Functionality-Oriented LLM Merging on the Fisher--Rao Manifold

TL;DR

This paper introduces a novel method for merging multiple fine-tuned large language models by operating on the Fisher--Rao manifold, improving stability and performance over traditional Euclidean-based approaches.

Contribution

It formulates model merging as a weighted Karcher mean on the Fisher--Rao manifold, addressing limitations of existing Euclidean and geometry-inspired methods, especially for multiple and heterogeneous models.

Findings

Outperforms prior baselines across benchmarks.

Remains stable with increasing model heterogeneity.
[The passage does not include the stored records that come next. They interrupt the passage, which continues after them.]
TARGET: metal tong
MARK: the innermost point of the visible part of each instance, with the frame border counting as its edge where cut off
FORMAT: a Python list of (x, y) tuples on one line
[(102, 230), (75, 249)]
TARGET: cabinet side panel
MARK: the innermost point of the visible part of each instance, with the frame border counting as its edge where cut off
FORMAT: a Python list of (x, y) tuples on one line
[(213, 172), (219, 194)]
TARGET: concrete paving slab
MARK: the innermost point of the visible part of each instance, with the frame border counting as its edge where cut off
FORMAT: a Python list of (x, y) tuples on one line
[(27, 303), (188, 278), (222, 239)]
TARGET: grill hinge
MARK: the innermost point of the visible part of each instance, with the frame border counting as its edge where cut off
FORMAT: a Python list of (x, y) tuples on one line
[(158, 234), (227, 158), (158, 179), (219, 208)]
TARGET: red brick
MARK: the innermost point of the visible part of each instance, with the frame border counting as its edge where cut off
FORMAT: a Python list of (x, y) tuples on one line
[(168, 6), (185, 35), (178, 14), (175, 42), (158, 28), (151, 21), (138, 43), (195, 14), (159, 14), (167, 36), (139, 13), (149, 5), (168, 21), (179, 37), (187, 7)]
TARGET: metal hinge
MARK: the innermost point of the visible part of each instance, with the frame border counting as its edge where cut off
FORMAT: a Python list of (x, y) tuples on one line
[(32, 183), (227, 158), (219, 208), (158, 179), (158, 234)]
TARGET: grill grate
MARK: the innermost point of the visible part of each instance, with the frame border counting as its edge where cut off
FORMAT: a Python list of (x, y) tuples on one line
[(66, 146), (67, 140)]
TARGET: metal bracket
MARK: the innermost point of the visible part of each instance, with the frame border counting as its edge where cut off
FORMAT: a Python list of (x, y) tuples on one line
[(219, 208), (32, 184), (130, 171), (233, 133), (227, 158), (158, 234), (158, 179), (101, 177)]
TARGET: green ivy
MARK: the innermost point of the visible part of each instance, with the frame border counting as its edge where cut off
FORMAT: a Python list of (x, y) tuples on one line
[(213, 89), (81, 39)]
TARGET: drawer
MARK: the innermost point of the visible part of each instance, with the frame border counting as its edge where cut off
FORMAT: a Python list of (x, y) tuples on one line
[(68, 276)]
Reduces collapse and maintains accuracy during merging.

Abstract

Weight-space merging aims to combine multiple fine-tuned LLMs into a single model without retraining, yet most existing approaches remain fundamentally parameter-space heuristics. This creates three practical limitations. First, linear averaging, task vectors, and related rules operate on Euclidean coordinates, even though the desired goal is to merge functionality, i.e., predictive behaviors across tasks. Second, when the source checkpoints are farther apart or more heterogeneous, Euclidean blends often trigger representation collapse, manifested as activation variance shrinkage and effective-rank degradation, which sharply degrades accuracy. Third, many geometry-inspired methods are most natural for two-model interpolation and do not extend cleanly to merging N>2 experts with a principled objective. We address these issues by formulating model merging as computing a weighted Karcher mean on the Fisher--Rao manifold, which is locally equivalent to minimizing a KL-based function distance between predictive distributions. We derive a practical fixed-point algorithm using a lightweight spherical proxy that preserves norms and generalizes directly to multi-expert merging. Across various benchmarks and collapse diagnostics, our method remains stable as the number and heterogeneity of merged models increase, consistently outperforming prior baselines.